Integrantes da Missão das Nações Unidas no Mali (Minusma) reuniram-se quinta-feira com Ibrahim Boubacar Keita e outras personalidades detidas pela junta militar. O ministro das Finanças e Economia e um familiar próximo a Keita terão sido libertados, de acordo com uma fonte da junta militar.
Desde as primeiras horas do golpe militar de 18 de agosto, a CEDEAO condenou fortemente a ação dos militares rebeldes.
"Efeito dominó”
Seidik Abba, jornalista e escritor especializado na África Ocidental, acredita que a atitude da CEDEAO mostra o medo de uma espécie de "efeito dominó” pela região - com instabilidade política nos países vizinhos ao Mali.
Abba sublinha a situação pré-eleitoral "complicada” na Guiné Conacri, tensões pré-eleitorais também na Costa do Marfim e uma grave situação de insegurança no Níger. "Assim, existem situações de tensão na sub-região e a CEDEAO, ao agir desta forma, quis desencorajar todas estas tentativas que possam surgir noutros países”, sugere Abba em entrevista à DW África.
Já o ex-presidente da Assembleia Nacional do Burkina Faso, Mélégué Traoréque, não acredita que haja um "efeito contágio". "Não, não creio que tenha um efeito imediato no Burkina Faso.

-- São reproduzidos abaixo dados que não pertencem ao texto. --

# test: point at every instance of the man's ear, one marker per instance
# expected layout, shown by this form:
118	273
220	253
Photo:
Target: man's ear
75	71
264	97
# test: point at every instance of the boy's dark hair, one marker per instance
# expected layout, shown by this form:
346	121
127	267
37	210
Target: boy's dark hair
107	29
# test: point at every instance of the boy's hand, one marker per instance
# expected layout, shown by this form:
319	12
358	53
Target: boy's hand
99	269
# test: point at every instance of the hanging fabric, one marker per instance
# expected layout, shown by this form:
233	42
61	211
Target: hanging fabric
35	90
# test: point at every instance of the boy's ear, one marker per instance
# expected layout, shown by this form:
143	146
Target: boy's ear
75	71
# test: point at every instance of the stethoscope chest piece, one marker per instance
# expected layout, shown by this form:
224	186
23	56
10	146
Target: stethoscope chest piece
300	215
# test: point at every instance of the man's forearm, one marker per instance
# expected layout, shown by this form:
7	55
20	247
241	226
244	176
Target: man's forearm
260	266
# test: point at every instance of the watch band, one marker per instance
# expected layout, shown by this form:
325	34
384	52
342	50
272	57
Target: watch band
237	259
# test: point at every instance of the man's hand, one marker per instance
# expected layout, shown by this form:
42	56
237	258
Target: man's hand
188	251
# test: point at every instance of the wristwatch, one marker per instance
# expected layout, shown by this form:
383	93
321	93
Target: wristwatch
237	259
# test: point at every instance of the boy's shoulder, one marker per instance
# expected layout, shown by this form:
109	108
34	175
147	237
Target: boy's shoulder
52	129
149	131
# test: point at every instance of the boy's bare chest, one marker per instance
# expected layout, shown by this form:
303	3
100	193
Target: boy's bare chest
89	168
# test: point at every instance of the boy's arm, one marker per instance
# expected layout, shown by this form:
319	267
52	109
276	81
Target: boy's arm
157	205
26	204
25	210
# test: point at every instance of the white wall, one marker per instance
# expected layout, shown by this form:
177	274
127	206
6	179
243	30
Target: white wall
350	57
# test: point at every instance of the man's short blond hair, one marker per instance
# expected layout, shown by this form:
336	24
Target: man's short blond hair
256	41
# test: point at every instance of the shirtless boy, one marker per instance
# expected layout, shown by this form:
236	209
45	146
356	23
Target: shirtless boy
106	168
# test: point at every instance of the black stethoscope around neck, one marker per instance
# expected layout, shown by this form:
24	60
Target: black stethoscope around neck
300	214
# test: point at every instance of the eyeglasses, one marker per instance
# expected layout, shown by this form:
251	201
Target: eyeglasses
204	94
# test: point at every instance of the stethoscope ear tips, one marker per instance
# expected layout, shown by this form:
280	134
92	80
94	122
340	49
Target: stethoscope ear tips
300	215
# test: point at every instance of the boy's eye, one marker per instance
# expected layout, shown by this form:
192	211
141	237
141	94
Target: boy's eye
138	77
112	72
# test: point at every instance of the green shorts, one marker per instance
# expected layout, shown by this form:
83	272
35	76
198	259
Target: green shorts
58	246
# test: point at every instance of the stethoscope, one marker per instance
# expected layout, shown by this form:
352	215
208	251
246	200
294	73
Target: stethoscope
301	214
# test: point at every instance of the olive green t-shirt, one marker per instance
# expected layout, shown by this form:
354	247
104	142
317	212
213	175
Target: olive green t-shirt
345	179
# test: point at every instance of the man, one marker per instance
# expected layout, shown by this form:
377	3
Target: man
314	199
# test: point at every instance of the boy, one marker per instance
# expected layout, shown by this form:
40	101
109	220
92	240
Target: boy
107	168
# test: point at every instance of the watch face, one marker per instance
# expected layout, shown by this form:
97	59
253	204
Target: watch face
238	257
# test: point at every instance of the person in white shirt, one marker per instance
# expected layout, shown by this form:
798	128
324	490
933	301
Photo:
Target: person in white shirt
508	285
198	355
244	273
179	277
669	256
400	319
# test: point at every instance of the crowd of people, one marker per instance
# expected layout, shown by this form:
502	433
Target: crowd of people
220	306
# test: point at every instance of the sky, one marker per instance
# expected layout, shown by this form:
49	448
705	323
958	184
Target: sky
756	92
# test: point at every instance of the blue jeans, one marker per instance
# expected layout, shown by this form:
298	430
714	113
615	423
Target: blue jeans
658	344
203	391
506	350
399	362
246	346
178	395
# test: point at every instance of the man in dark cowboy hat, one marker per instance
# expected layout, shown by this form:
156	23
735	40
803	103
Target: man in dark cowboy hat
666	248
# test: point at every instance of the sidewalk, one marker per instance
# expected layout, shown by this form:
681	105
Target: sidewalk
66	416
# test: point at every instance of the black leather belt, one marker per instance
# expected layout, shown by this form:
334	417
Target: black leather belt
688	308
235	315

Não me parece. O que aconteceu foi muito malinense. Penso que não terá quaisquer repercussões no Burkina Faso ou no Níger, que são os dois países vizinhos", diz Traoré à DW África.
Os Estados Unidos suspenderam toda a cooperação com os militares do Mali até que a situação seja esclarecida. Os governos norte-americano e de outros países condenaram o golpe militar. O enviado dos Estados Unidos para a região do Sahel, Peter Pham, reiterou que os EUA condenam a queda de Keita, mas salientou que uma decisão sobre a designação formal às "ações de um golpe" deve passar por uma revisão jurídica.
Entenda a crise no Mali
Dezenas de milhares de pessoas protestam na capital Bamako desde junho contra o Governo do Presidente Ibrahim Boubacar Keita. A coligação M5-RFP, composta por grupos da oposição e da sociedade civil, organizou os primeiros protestos em massa a 5 e 19 de junho.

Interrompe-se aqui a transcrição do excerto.